Habertürk
    Takipde Kalın!
      Günlük gelişmeleri takip edebilmek için habertürk uygulamasını indirin
        Haberler Magazin Polat Yağcı bir albüm hazırladı

        HT MAGAZİN / Mehmet ÇALIŞKAN

        Doğan Canku... Ahmet Kurtaran ve Selami Karaibrahimgil ile birlikte her dönem dinlenebilir nitelikte şarkılar üreten Modern Folk Üçlüsü’nün üyesi. Grubun dağılmasından sonra kişisel olarak birçok hit olan şarkıya imza atan Canku’nun kariyerinin 50’nci yılı nedeniyle yapımcı Polat Yağcı bir albüm hazırladı. ‘Doğan Canku ile 50 Yıl’ adlı albümünde ünlü sanatçının şarkılarını Kenan Doğulu, Fettah Can, Murat Dalkılıç, Emre Altuğ, Gökhan Tepe, Yalın, Derya Köroğlu, Toygar Işıklı ve Manga seslendirdi.

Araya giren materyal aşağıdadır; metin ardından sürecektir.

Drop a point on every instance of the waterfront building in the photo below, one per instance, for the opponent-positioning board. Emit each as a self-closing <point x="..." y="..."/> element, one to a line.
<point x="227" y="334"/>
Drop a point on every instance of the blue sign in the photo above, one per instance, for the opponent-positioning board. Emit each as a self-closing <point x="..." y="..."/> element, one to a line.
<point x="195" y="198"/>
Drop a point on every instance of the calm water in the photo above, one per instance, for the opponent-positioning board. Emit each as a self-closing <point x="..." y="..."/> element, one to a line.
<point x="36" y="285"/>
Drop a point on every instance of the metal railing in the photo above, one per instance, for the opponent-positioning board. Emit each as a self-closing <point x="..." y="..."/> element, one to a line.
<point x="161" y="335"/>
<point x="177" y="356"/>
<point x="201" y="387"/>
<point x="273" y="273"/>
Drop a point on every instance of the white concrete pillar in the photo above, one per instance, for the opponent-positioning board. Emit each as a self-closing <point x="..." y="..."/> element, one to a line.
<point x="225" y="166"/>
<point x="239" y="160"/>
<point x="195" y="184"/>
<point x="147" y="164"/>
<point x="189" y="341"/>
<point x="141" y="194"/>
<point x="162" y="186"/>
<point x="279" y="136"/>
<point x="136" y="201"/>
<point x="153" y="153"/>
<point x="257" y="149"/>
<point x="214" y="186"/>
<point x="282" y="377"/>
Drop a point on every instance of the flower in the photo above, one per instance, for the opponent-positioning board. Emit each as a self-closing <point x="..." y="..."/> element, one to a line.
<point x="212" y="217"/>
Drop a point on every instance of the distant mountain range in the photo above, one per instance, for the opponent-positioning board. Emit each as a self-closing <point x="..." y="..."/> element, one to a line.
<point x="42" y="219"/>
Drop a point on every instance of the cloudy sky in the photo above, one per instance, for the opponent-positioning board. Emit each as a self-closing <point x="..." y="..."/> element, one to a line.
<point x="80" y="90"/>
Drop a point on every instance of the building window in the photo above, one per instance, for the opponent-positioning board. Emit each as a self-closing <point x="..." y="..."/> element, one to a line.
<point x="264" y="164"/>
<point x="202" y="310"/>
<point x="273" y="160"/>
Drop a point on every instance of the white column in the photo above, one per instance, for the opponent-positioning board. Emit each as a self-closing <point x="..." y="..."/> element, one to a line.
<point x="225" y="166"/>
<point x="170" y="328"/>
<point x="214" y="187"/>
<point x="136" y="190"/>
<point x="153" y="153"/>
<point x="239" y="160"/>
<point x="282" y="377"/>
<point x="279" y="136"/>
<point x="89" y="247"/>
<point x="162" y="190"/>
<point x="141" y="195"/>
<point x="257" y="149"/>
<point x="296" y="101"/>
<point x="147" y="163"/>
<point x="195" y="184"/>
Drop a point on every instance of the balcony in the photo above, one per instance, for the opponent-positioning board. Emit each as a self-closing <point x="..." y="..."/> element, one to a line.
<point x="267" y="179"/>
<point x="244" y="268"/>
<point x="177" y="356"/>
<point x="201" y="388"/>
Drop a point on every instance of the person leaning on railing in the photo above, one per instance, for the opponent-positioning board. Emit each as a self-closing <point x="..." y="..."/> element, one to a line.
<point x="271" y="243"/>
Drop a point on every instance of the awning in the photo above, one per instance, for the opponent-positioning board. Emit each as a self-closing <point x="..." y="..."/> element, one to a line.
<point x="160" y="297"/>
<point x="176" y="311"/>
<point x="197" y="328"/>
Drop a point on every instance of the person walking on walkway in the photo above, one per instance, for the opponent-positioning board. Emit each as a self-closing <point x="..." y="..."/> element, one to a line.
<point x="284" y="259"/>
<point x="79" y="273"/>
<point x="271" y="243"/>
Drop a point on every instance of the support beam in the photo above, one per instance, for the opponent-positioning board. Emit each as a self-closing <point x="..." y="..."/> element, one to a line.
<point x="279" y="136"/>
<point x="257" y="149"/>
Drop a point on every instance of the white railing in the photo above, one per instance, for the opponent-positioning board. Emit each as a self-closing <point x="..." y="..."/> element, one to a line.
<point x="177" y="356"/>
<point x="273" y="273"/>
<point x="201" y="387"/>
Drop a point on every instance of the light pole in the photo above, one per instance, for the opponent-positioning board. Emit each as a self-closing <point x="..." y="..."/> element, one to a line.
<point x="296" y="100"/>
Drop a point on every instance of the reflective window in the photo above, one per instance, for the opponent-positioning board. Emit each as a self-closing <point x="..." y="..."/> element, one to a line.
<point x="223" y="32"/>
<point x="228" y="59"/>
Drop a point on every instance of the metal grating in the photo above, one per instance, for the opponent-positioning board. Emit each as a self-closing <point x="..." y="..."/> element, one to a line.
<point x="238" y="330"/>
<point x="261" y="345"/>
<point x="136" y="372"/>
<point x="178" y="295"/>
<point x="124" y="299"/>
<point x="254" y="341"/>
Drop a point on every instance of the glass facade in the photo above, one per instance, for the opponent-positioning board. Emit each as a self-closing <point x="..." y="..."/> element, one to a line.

        KIT KANAAT GEÇİNİYOR

        Doğan Canku, CVK Park Bosphorus Hotel’de yaptığımız röportajda çarpıcı açıklamalarda bulundu. Bu açıklamalardan biri Sezen Aksu’nun müziğe kötülük yaptığı, diğeri ise 50 yıllık kariyerine rağmen kıt kanaat geçindiği. Ve ilginç bir dipnot; Canku’nun ‘Yaşamak Güzel’ adlı şarkısı iki kişinin hayatını kurtarmış.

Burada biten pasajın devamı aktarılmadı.